More on Multiple POV
Question I am writing a Sci Fi Fantasy type novel. Most of my ideas for it are in 1st person, present and seem to really work like that. However, there are some scenes that need to take place in another part of the Universe away from my main character. I was thinking about switching to omniscient for those scenes. But I see that when you talk Multiple POV, you say it must be either third person, limited, or first person. Why not omniscient?Answer:
You're quite right. There's no rule that says you can't switch to omniscient for those moments. It's simply that omniscient has become less popular in recent decades.
We can speculate on why. Omniscient gives readers the experience of being able to understand the big picture of what's going on in the story world.

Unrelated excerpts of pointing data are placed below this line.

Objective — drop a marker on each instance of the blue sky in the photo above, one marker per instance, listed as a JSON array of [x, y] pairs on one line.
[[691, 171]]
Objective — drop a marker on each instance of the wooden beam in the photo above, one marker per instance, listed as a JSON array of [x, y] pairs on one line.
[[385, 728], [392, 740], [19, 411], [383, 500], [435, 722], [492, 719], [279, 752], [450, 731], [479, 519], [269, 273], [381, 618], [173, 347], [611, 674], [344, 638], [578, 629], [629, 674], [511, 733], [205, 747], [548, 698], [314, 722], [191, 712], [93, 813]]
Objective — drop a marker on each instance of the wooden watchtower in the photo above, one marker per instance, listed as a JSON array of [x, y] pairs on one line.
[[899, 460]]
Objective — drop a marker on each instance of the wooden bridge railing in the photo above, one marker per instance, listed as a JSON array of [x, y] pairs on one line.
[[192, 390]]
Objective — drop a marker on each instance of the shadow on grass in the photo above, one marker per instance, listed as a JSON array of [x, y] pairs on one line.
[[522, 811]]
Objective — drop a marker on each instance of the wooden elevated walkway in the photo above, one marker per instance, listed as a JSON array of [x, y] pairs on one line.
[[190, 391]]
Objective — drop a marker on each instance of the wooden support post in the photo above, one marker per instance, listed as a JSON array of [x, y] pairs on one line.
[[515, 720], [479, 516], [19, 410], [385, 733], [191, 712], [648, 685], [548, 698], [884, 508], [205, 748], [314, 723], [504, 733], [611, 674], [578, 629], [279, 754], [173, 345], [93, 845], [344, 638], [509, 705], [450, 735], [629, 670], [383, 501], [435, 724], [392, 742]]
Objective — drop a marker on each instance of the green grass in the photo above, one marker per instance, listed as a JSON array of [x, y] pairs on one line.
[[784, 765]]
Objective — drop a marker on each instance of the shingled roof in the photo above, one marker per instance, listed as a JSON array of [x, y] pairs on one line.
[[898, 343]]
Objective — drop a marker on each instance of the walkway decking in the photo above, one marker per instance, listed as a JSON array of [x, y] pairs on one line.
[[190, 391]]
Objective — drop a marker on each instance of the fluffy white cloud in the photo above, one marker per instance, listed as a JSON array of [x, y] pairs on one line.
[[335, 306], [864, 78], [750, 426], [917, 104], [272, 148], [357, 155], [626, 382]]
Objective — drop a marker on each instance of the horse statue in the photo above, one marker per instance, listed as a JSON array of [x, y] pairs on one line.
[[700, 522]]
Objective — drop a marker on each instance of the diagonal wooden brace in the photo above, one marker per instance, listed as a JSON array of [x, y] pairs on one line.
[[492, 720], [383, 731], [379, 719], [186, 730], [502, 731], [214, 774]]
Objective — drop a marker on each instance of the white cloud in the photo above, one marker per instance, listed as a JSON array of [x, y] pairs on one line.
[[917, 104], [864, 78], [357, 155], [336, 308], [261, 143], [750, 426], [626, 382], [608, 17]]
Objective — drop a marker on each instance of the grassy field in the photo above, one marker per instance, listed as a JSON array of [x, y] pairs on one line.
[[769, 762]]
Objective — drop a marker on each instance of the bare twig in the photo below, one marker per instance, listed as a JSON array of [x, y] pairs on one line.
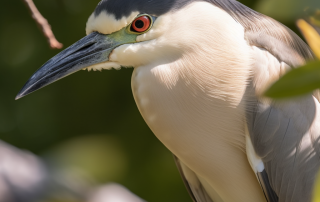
[[43, 23]]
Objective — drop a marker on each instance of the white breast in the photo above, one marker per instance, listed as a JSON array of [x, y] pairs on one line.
[[195, 104]]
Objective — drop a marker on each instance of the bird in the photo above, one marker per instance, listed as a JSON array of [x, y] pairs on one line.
[[200, 68]]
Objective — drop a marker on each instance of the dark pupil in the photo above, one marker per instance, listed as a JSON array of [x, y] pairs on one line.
[[139, 24]]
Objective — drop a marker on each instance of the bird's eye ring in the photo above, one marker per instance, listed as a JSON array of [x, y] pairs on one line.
[[141, 24]]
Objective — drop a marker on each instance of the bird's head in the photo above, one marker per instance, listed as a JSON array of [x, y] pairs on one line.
[[136, 33]]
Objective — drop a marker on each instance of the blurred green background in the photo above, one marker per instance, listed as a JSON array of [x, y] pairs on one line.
[[88, 122]]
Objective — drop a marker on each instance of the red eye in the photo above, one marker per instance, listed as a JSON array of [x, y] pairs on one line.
[[141, 24]]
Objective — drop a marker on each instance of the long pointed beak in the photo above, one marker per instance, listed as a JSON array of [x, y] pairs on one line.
[[90, 50]]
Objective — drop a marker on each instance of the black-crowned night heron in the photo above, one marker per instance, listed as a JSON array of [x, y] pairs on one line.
[[200, 67]]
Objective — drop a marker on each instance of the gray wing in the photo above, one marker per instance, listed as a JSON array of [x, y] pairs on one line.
[[285, 135], [287, 138], [265, 32], [192, 183]]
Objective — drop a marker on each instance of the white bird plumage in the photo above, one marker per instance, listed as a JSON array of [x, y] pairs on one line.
[[199, 73]]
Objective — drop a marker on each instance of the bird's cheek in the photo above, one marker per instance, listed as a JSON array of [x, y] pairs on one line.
[[127, 55]]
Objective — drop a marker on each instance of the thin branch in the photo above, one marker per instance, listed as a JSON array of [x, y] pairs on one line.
[[43, 23]]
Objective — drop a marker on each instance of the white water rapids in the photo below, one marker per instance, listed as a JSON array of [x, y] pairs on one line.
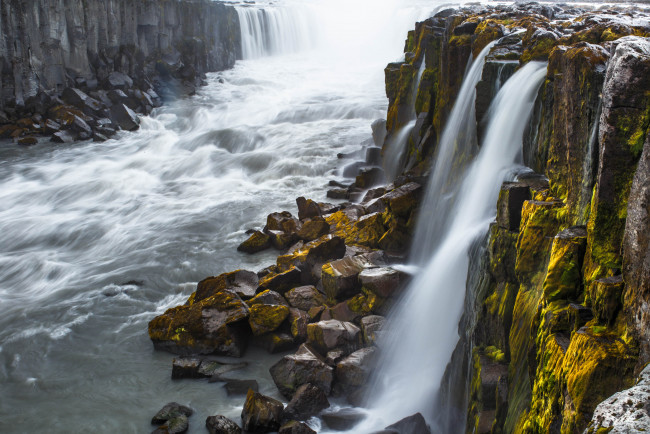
[[98, 238]]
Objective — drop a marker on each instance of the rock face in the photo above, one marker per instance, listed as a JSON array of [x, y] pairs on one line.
[[80, 49]]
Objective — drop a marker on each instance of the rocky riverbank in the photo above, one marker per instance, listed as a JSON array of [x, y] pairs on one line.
[[75, 70], [561, 324]]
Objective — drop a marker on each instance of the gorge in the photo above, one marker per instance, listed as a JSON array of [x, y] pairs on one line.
[[395, 292]]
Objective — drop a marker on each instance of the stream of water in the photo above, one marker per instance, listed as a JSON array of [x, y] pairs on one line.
[[98, 238]]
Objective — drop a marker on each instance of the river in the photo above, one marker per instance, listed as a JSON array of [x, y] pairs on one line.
[[98, 238]]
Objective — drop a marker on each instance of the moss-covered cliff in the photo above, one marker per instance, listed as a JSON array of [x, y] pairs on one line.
[[563, 324]]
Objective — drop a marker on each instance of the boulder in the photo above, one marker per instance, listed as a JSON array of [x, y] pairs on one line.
[[174, 415], [124, 117], [257, 242], [210, 326], [282, 281], [240, 387], [330, 334], [261, 413], [307, 401], [305, 366], [341, 277], [119, 80], [62, 137], [307, 208], [352, 372], [313, 228], [384, 281], [265, 318], [275, 342], [295, 427], [221, 425], [298, 320], [344, 419], [305, 297], [371, 327], [404, 199], [242, 282], [414, 424]]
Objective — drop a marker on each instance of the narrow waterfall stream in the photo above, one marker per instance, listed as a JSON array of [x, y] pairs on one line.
[[98, 238], [423, 330]]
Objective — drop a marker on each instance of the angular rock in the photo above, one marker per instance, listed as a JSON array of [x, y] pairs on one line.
[[343, 419], [241, 282], [63, 137], [384, 282], [268, 297], [307, 208], [170, 411], [305, 297], [404, 199], [261, 413], [308, 401], [275, 342], [414, 424], [124, 117], [341, 277], [313, 228], [330, 334], [371, 327], [265, 318], [119, 80], [352, 372], [221, 425], [281, 282], [240, 387], [295, 427], [210, 326], [305, 366], [257, 242]]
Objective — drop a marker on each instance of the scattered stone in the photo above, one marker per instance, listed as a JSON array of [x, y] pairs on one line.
[[414, 424], [331, 334], [295, 427], [170, 411], [27, 141], [305, 366], [240, 387], [62, 137], [257, 242], [261, 413], [383, 282], [307, 401], [124, 117], [221, 425], [352, 372], [305, 297], [371, 327], [343, 419]]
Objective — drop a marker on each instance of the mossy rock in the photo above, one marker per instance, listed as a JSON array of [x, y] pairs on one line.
[[210, 326], [564, 278]]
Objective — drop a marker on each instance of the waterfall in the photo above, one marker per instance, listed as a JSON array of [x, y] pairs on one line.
[[395, 146], [273, 31], [423, 329], [456, 147]]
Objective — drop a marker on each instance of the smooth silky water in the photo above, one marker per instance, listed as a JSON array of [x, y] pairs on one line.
[[98, 238]]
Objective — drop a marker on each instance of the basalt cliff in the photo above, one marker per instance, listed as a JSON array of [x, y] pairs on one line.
[[73, 69], [560, 321]]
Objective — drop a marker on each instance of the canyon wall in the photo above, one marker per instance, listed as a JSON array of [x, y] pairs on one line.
[[563, 323], [48, 46]]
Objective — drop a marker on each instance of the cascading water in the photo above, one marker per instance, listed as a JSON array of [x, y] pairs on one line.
[[97, 239], [272, 31], [456, 148], [395, 146], [423, 330]]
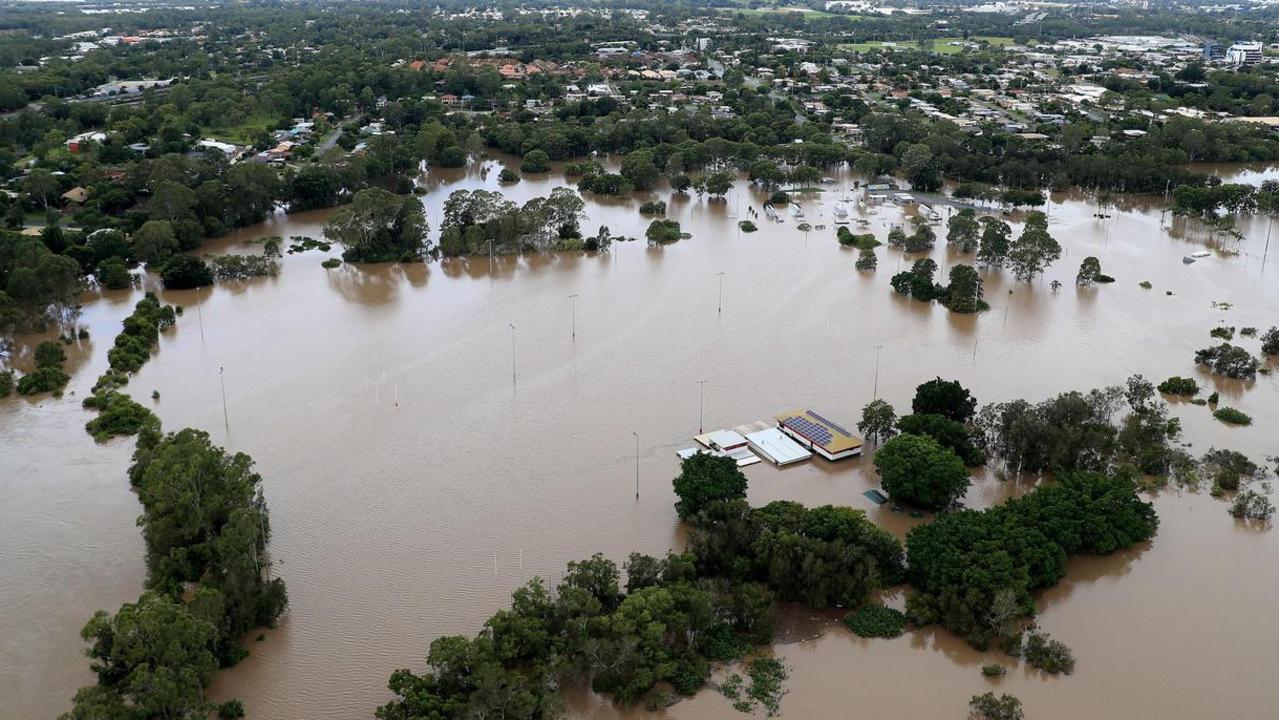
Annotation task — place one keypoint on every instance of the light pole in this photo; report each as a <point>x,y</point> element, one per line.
<point>701,403</point>
<point>221,380</point>
<point>878,348</point>
<point>512,353</point>
<point>637,463</point>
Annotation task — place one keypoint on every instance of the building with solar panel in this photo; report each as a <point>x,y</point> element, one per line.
<point>820,435</point>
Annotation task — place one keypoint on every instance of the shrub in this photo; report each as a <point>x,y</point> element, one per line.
<point>186,271</point>
<point>916,469</point>
<point>876,620</point>
<point>663,232</point>
<point>1270,342</point>
<point>118,414</point>
<point>1232,416</point>
<point>989,707</point>
<point>1231,361</point>
<point>1177,385</point>
<point>1046,654</point>
<point>230,710</point>
<point>866,260</point>
<point>113,274</point>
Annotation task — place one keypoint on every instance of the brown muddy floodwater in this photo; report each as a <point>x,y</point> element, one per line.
<point>413,484</point>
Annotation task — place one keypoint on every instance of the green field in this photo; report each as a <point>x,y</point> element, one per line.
<point>243,132</point>
<point>944,46</point>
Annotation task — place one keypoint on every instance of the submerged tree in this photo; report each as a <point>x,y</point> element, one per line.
<point>379,226</point>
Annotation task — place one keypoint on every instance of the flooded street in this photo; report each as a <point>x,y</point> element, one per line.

It's about looking at the characters from an outside perspective, like a king or god.
Omniscient was popular for most of history when the average person, even an educated person, had a very limited understanding of the world outside their immediate community. Only rulers looked at people objectively, so they could manipulate them. Sociology, psychology, economics, and the other social sciences were fascinating fields when they emerged because they offered people new insights into the invisible forces that shaped the human world.
Today, thanks to mass media and especially the internet, it is easy for people to get bombarded with too much information--much of it contradictory, biased, and unreliable. "Personal reality" at the expense of objective truth seems to offer security to many people, no
matter how inaccurate their resulting beliefs may be.
So now the subjective experience seems to be more desired in fiction. First person and third person limited have become the dominant forms of narration.
One also comes across a lot of books that offer a kind of hybrid: narration via multiple points-of-view.
Multiple POV books tell the story through a variety of subjective experiences. The reader gets to pretend to be a number of diverse characters. Sometimes each POV is intensely personal. However, the consequence of assuming so many viewpoints is that, at the end of the book, when the readers step back and consider the whole of what has been read, they are forced to take a more objective stance--as they must with omniscient narration. It's like going through a process of repeated associative-disassociative experiences, or like a series of relationship break-ups.
Now, what you're proposing is probably less jarring. If you're just doing a few scenes in omniscient, the effect may be like a having an occasional withdrawal from the subjective experience of being the main character in order to gain a wider perspective on the story or to create dramatic irony.
The interesting thing to consider is not just what information or events the reader may learn about in those moments, but what they might reveal about the main character.
It also raises the question of who your omniscient narrator is and what voice they will use. (Many readers won't care, but a few may find the switch annoying.)
You just have to trust your instincts, and possibly your critique partners.